Issue with Redis replication while transferring rdb file from master to slave.

manohar ht

unread,

Apr 2, 2014, 6:45:11 AM4/2/14

to redi...@googlegroups.com

Hi,

we are facing issue with redis replication wherein the transfer of rdb file from master to slave after bgsave has been completed slows down to very low speed to ~20KB/sec, even though first 900MB of data transfer is done at 20 MB/sec, while the transfer of rdb slows down, redis takes lot of time to execute simple auth command and we start seeing clients timeouts. We have a dataset of 47GB and both master and slave are running on redis 2.6.5. Master is a production server with approx 1.5k client and with ~20k ops/sec under normal load.
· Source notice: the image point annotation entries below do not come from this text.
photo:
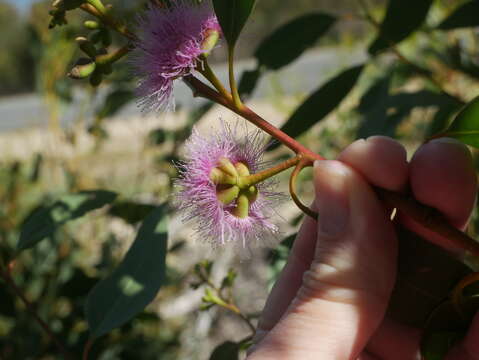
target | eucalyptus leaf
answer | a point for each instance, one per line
(464, 16)
(46, 219)
(402, 18)
(426, 275)
(465, 126)
(232, 16)
(290, 40)
(226, 351)
(135, 283)
(322, 102)
(114, 102)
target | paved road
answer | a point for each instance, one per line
(301, 77)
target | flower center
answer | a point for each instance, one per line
(230, 187)
(211, 37)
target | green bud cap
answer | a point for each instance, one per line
(82, 69)
(228, 195)
(226, 166)
(96, 79)
(242, 169)
(86, 46)
(210, 41)
(242, 207)
(91, 24)
(218, 176)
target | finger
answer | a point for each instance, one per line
(345, 292)
(382, 161)
(469, 348)
(287, 285)
(442, 175)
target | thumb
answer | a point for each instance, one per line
(344, 294)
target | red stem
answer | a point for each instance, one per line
(201, 89)
(422, 214)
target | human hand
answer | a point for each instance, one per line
(331, 297)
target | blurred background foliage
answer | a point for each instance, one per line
(408, 92)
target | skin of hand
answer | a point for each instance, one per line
(331, 297)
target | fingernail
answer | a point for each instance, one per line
(332, 197)
(259, 335)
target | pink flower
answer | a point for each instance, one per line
(218, 214)
(171, 39)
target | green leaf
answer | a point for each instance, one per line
(248, 82)
(232, 16)
(464, 16)
(322, 102)
(403, 17)
(114, 102)
(426, 276)
(136, 281)
(465, 126)
(45, 220)
(131, 212)
(438, 345)
(292, 39)
(445, 327)
(226, 351)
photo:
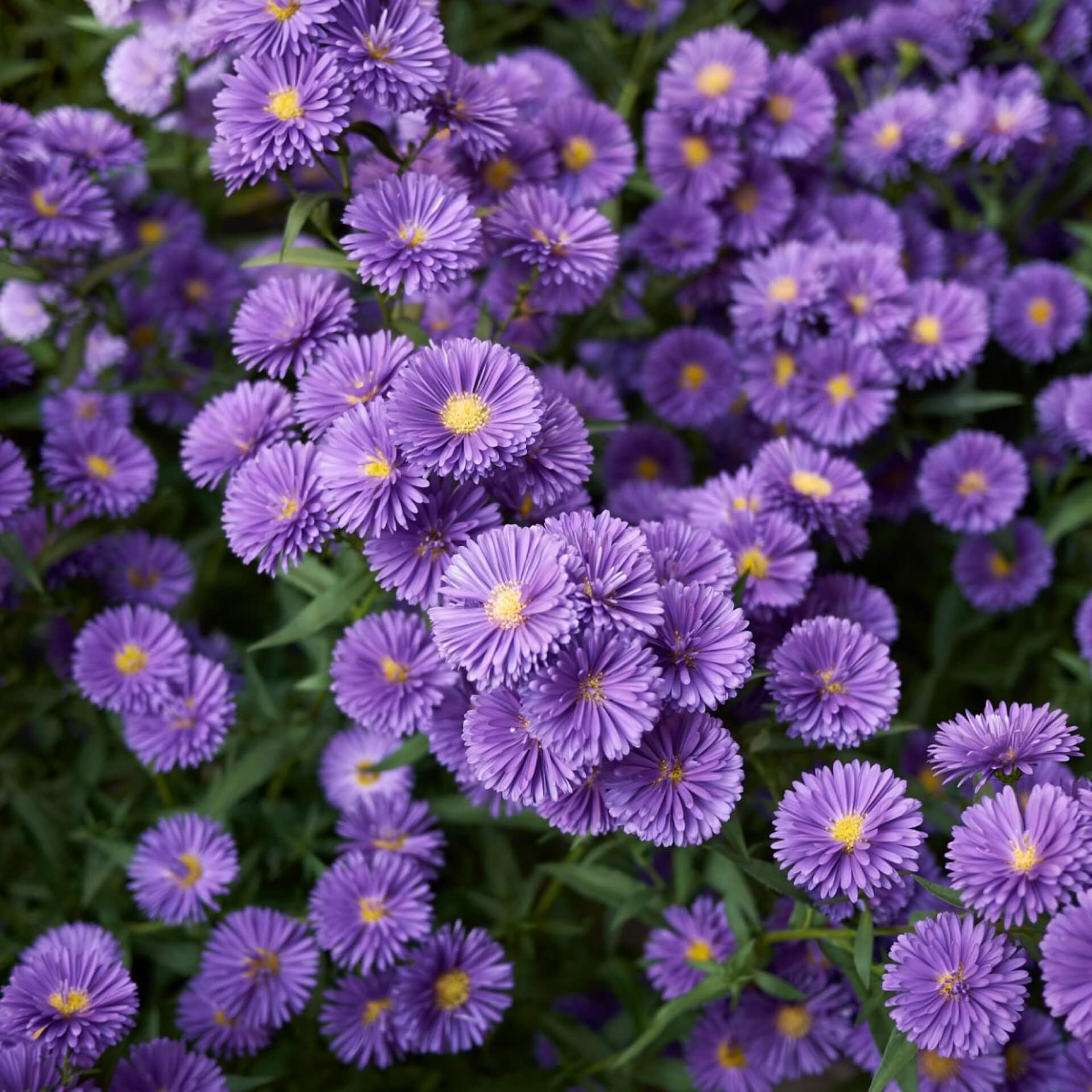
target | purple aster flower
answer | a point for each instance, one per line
(180, 866)
(273, 511)
(1007, 570)
(127, 657)
(681, 785)
(413, 561)
(689, 377)
(402, 828)
(959, 987)
(778, 294)
(367, 913)
(79, 1002)
(1014, 862)
(973, 482)
(847, 829)
(233, 428)
(359, 1020)
(200, 1019)
(714, 78)
(453, 991)
(1040, 312)
(594, 151)
(612, 569)
(414, 232)
(799, 114)
(53, 205)
(758, 205)
(700, 933)
(464, 408)
(103, 470)
(597, 699)
(191, 723)
(260, 967)
(506, 756)
(279, 111)
(686, 161)
(948, 329)
(287, 322)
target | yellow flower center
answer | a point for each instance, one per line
(849, 830)
(452, 990)
(579, 152)
(714, 79)
(464, 414)
(810, 484)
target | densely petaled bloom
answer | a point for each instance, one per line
(833, 682)
(714, 78)
(191, 724)
(367, 484)
(1040, 312)
(947, 330)
(394, 53)
(681, 785)
(1006, 572)
(689, 377)
(180, 866)
(79, 1002)
(103, 470)
(959, 987)
(506, 755)
(353, 370)
(287, 322)
(453, 991)
(595, 153)
(699, 933)
(847, 829)
(973, 482)
(359, 1020)
(597, 699)
(279, 111)
(126, 659)
(464, 408)
(233, 428)
(367, 913)
(273, 511)
(509, 604)
(1012, 860)
(414, 233)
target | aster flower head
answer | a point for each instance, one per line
(959, 987)
(233, 428)
(273, 510)
(973, 482)
(714, 78)
(98, 468)
(260, 967)
(1041, 309)
(1007, 570)
(1005, 738)
(348, 776)
(847, 830)
(699, 933)
(127, 657)
(680, 785)
(414, 233)
(594, 151)
(454, 990)
(191, 723)
(359, 1020)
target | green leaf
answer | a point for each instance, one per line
(331, 606)
(299, 216)
(863, 947)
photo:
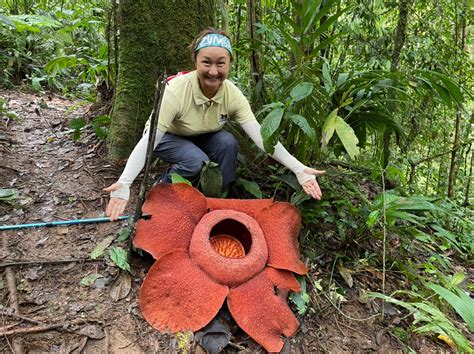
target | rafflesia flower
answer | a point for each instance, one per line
(210, 250)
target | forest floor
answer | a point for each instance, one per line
(60, 311)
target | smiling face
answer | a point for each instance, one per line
(212, 66)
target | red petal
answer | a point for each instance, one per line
(175, 209)
(263, 315)
(248, 206)
(280, 224)
(177, 296)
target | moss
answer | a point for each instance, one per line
(154, 37)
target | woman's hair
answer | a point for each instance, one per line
(200, 36)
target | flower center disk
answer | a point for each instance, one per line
(228, 246)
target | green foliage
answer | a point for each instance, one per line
(120, 257)
(251, 187)
(424, 219)
(211, 179)
(59, 47)
(301, 299)
(5, 112)
(101, 246)
(459, 300)
(429, 318)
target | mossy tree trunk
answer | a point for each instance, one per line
(154, 36)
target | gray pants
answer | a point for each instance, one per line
(187, 154)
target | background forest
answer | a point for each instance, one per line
(377, 92)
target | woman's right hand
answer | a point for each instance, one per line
(116, 206)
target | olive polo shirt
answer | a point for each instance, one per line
(186, 111)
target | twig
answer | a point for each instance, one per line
(10, 313)
(355, 330)
(21, 263)
(10, 168)
(17, 344)
(39, 329)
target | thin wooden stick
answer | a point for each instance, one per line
(39, 329)
(60, 261)
(10, 313)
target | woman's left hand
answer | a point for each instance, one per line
(311, 187)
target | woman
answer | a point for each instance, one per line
(195, 107)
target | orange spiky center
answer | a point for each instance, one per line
(228, 246)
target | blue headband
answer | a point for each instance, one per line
(214, 40)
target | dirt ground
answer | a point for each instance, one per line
(59, 179)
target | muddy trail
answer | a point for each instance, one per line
(67, 302)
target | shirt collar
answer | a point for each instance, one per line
(199, 97)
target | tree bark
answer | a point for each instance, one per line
(457, 128)
(399, 42)
(153, 37)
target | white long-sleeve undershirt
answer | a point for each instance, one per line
(137, 158)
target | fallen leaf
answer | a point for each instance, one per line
(90, 279)
(101, 246)
(92, 331)
(62, 230)
(119, 343)
(346, 274)
(121, 287)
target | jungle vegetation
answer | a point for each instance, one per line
(378, 92)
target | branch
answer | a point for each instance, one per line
(416, 163)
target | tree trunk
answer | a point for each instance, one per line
(457, 129)
(469, 180)
(399, 42)
(153, 38)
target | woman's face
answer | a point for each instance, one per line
(212, 66)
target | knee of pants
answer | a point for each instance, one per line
(190, 168)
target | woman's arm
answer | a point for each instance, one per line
(306, 176)
(120, 191)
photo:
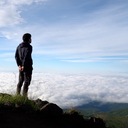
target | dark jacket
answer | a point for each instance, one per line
(23, 56)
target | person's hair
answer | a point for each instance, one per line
(26, 37)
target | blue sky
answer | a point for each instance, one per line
(70, 36)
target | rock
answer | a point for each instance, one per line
(51, 109)
(40, 103)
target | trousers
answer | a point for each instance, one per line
(24, 80)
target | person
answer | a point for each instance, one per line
(23, 56)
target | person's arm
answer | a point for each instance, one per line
(17, 58)
(27, 56)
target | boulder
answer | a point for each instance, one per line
(51, 109)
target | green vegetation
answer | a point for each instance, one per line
(17, 101)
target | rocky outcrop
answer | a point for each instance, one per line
(48, 115)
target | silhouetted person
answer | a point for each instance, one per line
(24, 62)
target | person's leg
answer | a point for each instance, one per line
(27, 80)
(20, 83)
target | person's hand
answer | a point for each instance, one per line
(21, 68)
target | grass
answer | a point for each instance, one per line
(17, 101)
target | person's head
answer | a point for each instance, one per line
(27, 38)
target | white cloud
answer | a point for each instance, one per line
(70, 90)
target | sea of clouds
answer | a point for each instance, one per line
(70, 90)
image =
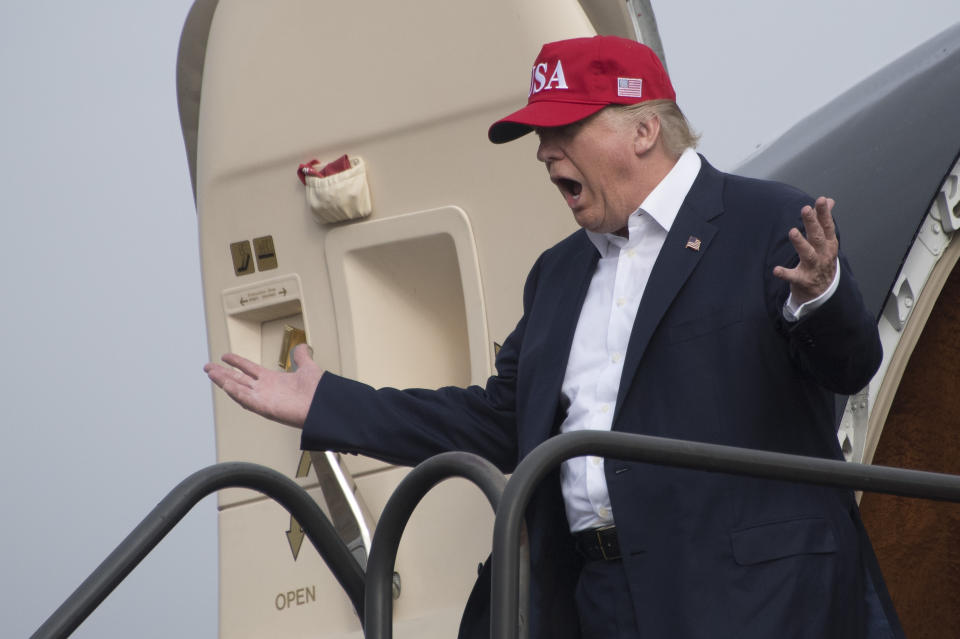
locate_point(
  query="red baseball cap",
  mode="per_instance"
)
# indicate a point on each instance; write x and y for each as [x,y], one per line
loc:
[573,79]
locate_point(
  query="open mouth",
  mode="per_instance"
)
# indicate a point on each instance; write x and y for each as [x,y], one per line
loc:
[569,188]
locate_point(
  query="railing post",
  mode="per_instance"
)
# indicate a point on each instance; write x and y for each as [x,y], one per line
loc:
[505,611]
[168,513]
[378,623]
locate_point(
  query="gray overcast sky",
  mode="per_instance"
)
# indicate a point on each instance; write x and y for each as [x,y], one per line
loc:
[103,337]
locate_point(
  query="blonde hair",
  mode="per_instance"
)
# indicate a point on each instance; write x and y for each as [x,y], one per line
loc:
[675,131]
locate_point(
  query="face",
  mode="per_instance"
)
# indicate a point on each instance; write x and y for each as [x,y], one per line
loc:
[594,163]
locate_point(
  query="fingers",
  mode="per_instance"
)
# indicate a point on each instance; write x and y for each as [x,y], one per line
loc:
[252,369]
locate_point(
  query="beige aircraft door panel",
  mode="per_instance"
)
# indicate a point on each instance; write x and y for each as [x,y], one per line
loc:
[408,300]
[414,295]
[273,583]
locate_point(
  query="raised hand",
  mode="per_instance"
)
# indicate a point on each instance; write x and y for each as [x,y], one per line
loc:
[817,251]
[277,395]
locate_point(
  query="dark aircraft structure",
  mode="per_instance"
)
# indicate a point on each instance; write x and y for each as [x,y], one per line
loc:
[887,150]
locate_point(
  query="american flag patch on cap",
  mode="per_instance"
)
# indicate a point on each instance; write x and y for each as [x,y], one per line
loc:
[629,87]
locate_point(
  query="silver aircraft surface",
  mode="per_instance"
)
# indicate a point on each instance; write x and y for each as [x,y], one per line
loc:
[405,278]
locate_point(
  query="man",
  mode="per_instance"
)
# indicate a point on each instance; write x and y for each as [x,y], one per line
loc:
[689,306]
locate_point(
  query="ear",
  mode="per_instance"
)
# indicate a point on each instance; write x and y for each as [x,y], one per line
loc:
[646,135]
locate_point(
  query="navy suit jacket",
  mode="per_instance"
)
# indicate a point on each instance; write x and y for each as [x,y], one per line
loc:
[710,359]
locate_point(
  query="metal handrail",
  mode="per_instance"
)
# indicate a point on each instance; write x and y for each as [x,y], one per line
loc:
[131,551]
[386,540]
[685,454]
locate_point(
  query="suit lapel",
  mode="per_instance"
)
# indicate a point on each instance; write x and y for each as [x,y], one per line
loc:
[575,281]
[674,265]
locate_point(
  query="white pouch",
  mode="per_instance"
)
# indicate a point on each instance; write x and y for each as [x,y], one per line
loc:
[341,196]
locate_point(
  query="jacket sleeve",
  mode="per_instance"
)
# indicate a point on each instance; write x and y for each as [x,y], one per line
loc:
[837,345]
[408,426]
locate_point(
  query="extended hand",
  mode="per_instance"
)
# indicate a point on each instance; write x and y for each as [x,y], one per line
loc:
[817,251]
[280,396]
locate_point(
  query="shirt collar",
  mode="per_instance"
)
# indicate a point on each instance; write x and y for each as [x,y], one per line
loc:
[662,204]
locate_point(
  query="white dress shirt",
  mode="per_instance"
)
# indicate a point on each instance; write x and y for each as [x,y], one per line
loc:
[592,378]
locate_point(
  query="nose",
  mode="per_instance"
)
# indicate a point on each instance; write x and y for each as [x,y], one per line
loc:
[548,150]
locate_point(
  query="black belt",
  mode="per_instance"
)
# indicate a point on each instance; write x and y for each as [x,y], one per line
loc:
[598,543]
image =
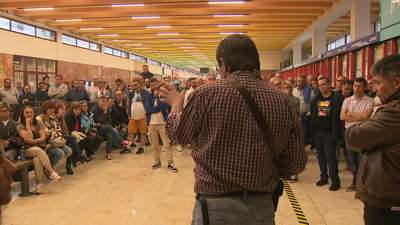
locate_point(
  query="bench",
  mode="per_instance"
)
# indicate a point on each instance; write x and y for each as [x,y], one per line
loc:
[22,175]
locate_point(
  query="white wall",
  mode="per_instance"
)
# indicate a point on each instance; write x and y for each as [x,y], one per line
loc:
[270,59]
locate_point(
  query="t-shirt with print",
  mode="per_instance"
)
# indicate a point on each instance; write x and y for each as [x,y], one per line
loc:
[323,119]
[137,108]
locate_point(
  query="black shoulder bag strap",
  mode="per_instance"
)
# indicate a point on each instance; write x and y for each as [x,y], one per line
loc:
[265,130]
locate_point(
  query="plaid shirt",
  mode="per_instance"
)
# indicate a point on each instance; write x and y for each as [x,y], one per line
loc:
[228,147]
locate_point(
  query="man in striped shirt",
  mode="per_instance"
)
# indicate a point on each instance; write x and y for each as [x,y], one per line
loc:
[234,169]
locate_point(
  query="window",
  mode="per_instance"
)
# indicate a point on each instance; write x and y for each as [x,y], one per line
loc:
[46,34]
[4,23]
[68,40]
[82,43]
[23,28]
Client output buffer limit is disabled.

There is no issue with the network as i see no packet drops and normal file transfer over network can be done at 64MB/sec.

Has anyone come across something similar, or any suggestions ? This is a bit critical.

Thanks,

Manohar.

Josiah Carlson

unread,

Apr 2, 2014, 12:11:21 PM4/2/14

to redi...@googlegroups.com

Have you checked the memory use on your master? Have you checked the outgoing buffer sizes on your master?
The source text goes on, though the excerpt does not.